Please help me on this problem

Answer 1

If Mr. Sanchez has 16 feet of fencing, the perimeter of his fencing must be 16 feet too.  The perimeter is the sum of all the side lengths; since he has 16 feet of fencing, this is all he can use.

He wants the fencing to be a rectangle.  The area of a rectangle is equal to length times width: A=lw.  The perimeter of a rectangle is equal to the length plus width plus length plus width, or twice the length plus twice the width: P=2l+2w.

We know that the perimeter (P) must equal 16.  We can fill this in: 16=2l+2w.  What are some possible lengths and widths that would fulfill this?  What if l=1?  Then we can fill that in: 16=(2*1)+2w.  2*1=2.  So, 16=2+2w.  Subtract 2 from both sides to get 14=2w.  Then divide both sides by 2: w=7.  This is a possible fencing scenario: the length is 1, and the width is 7.  BUT, we need to get the greatest area possible.  The area of this rectangle is A=lw, which would be A=1*7.  The area of this fenced area would be 7 feet squared.

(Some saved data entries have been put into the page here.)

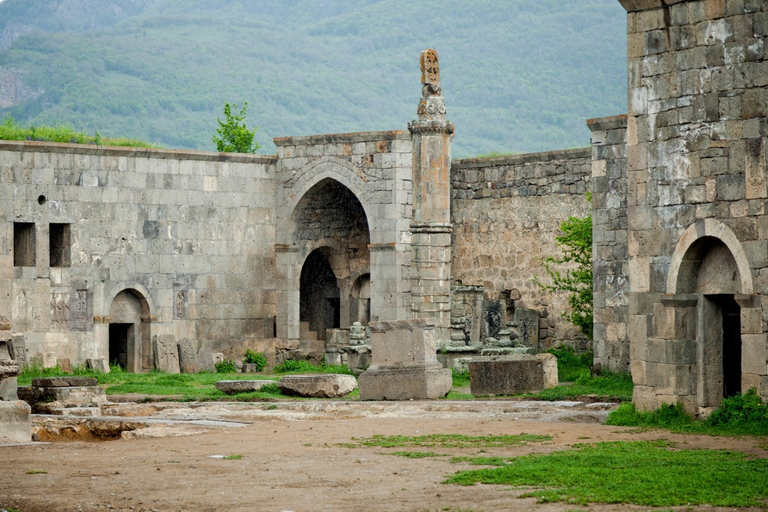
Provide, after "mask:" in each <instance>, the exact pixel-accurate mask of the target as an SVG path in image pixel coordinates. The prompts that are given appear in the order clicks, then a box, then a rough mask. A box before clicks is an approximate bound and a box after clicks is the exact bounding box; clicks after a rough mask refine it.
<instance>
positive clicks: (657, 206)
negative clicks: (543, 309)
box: [590, 0, 768, 414]
mask: <svg viewBox="0 0 768 512" xmlns="http://www.w3.org/2000/svg"><path fill="white" fill-rule="evenodd" d="M620 1H621V3H622V5H623V6H624V7H625V8H626V9H627V12H628V14H627V16H628V22H627V27H628V50H627V51H628V114H627V116H626V119H624V118H610V119H602V120H594V121H593V122H591V123H590V126H591V127H592V130H593V143H594V146H593V168H592V174H593V182H594V185H595V188H596V194H595V195H596V203H595V223H594V236H595V249H596V251H597V254H596V262H595V270H596V281H595V290H596V309H597V308H598V306H599V309H598V310H597V311H596V322H597V323H598V326H599V328H597V327H596V336H595V347H596V351H597V357H598V359H599V360H600V361H602V362H603V363H604V364H606V365H607V366H608V367H610V368H622V367H625V365H626V364H627V363H629V365H630V367H631V372H632V377H633V380H634V383H635V392H634V400H635V402H636V404H637V405H639V406H640V407H643V408H651V409H652V408H656V407H658V406H659V405H660V404H662V403H676V402H680V403H682V404H684V405H685V407H686V408H687V409H688V410H690V411H692V412H695V413H702V414H706V413H707V412H708V411H709V410H711V409H712V408H714V407H716V406H717V405H719V403H720V400H721V399H722V398H723V397H727V396H731V395H733V394H735V393H737V392H746V391H747V390H748V389H751V388H754V389H756V390H757V392H758V394H760V395H761V396H762V397H763V398H768V370H767V367H768V364H767V363H766V360H767V359H768V352H767V347H766V345H767V337H766V321H767V320H768V296H766V290H767V289H768V287H767V285H768V282H767V281H766V276H768V231H766V228H768V216H766V210H765V208H766V198H768V188H767V184H768V181H767V179H766V150H765V146H766V136H767V135H768V130H767V129H766V126H768V125H766V116H767V115H768V87H767V86H768V61H767V60H766V56H767V55H768V46H767V45H766V44H765V37H766V35H768V5H766V4H765V2H759V1H750V0H688V1H680V0H665V1H664V2H660V1H657V0H656V1H654V0H620ZM624 124H625V125H626V128H624V126H623V125H624ZM623 244H626V245H623Z"/></svg>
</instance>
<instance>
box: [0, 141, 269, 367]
mask: <svg viewBox="0 0 768 512" xmlns="http://www.w3.org/2000/svg"><path fill="white" fill-rule="evenodd" d="M274 173H275V158H274V157H266V156H252V155H223V154H218V153H204V152H190V151H170V150H157V149H132V148H131V149H129V148H106V147H92V146H90V147H89V146H83V145H70V144H51V143H34V142H7V141H3V142H0V318H5V319H9V320H12V325H13V329H14V332H18V333H23V335H24V337H25V342H26V348H27V356H28V357H27V360H29V358H30V357H40V358H41V359H42V358H43V355H44V354H46V353H48V354H53V356H54V357H58V358H69V359H71V360H72V362H80V363H82V362H84V360H85V359H86V358H94V357H109V329H110V326H109V324H110V323H111V318H110V314H111V312H110V310H111V307H112V303H113V300H114V298H115V297H117V296H118V295H119V294H120V293H121V292H124V291H126V290H127V291H128V293H129V294H130V295H131V297H134V298H135V299H136V300H137V301H138V304H139V306H138V307H139V308H140V309H141V310H142V311H144V312H143V313H142V314H141V315H142V316H141V319H140V322H141V323H142V324H144V325H146V324H148V325H149V329H148V330H146V329H143V328H142V329H141V330H142V332H146V333H147V335H149V336H155V335H158V334H172V335H175V336H176V337H177V339H181V338H191V339H195V340H199V341H200V342H201V343H205V344H207V345H208V346H210V347H212V348H214V349H215V350H217V351H218V350H225V349H227V348H228V347H229V346H230V344H232V343H239V342H241V341H242V340H243V339H246V338H248V339H258V338H272V337H273V334H274V333H273V328H272V327H271V325H273V320H272V319H273V318H274V316H275V314H276V308H275V299H274V238H275V226H274V221H273V219H274V216H275V213H274V211H275V200H274V197H275V186H274ZM15 232H16V233H15ZM15 242H16V245H17V246H16V247H14V245H15ZM25 244H26V245H25ZM22 246H25V247H26V250H22V249H23V247H22ZM14 256H16V257H17V258H22V260H20V261H16V262H14ZM24 258H26V260H24ZM138 331H139V329H137V332H138ZM144 341H145V342H146V341H147V340H144ZM137 342H138V340H137ZM143 356H147V354H143Z"/></svg>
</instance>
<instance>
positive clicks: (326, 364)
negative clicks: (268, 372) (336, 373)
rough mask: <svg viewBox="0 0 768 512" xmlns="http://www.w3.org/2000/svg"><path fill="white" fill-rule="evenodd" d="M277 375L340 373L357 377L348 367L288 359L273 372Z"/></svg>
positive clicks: (345, 366) (353, 372) (273, 370)
mask: <svg viewBox="0 0 768 512" xmlns="http://www.w3.org/2000/svg"><path fill="white" fill-rule="evenodd" d="M272 371H273V372H275V373H288V374H291V373H339V374H344V375H355V372H353V371H352V370H350V369H349V367H347V365H345V364H342V365H333V364H328V365H327V364H325V363H322V364H319V365H315V364H312V363H310V362H309V361H303V360H298V361H297V360H293V359H288V360H287V361H283V362H282V363H280V364H279V365H277V366H275V367H274V369H273V370H272Z"/></svg>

What if l=2?  Use a similar method.  16=(2*2)+2w.  2*2=4.  16=4+2w.  12=2w.  w=6.  A=lw.  A=2*6=12 ft squared.

l=3: 16=(2*3)+2w.  2*3=10.  16=6+2w.  10=2w.  w=5.  A=3*5=15 sq. ft.

l=4: 16=(2*4)+2w.  2*4=8.  16=8+2w.  8=2w.  w=4.  A=4*4=16 sq ft.

After this, it starts to repeat: if l=5, then w=3, and you get the same area as l=3: 15.  If l=6, w=2, and A=12.  If l=7, w=1, and A=7.  l=8 or w=8 is impossible, because then the other dimension is 0 and you get an area of 0.  You can't have any dimensions above 8, either, or you will get a perimeter greater than 16--and then your other dimension would be negative, which is impossible in length.

So the possible areas are 7, 12, 15, and 16.  What's the greatest area? 16.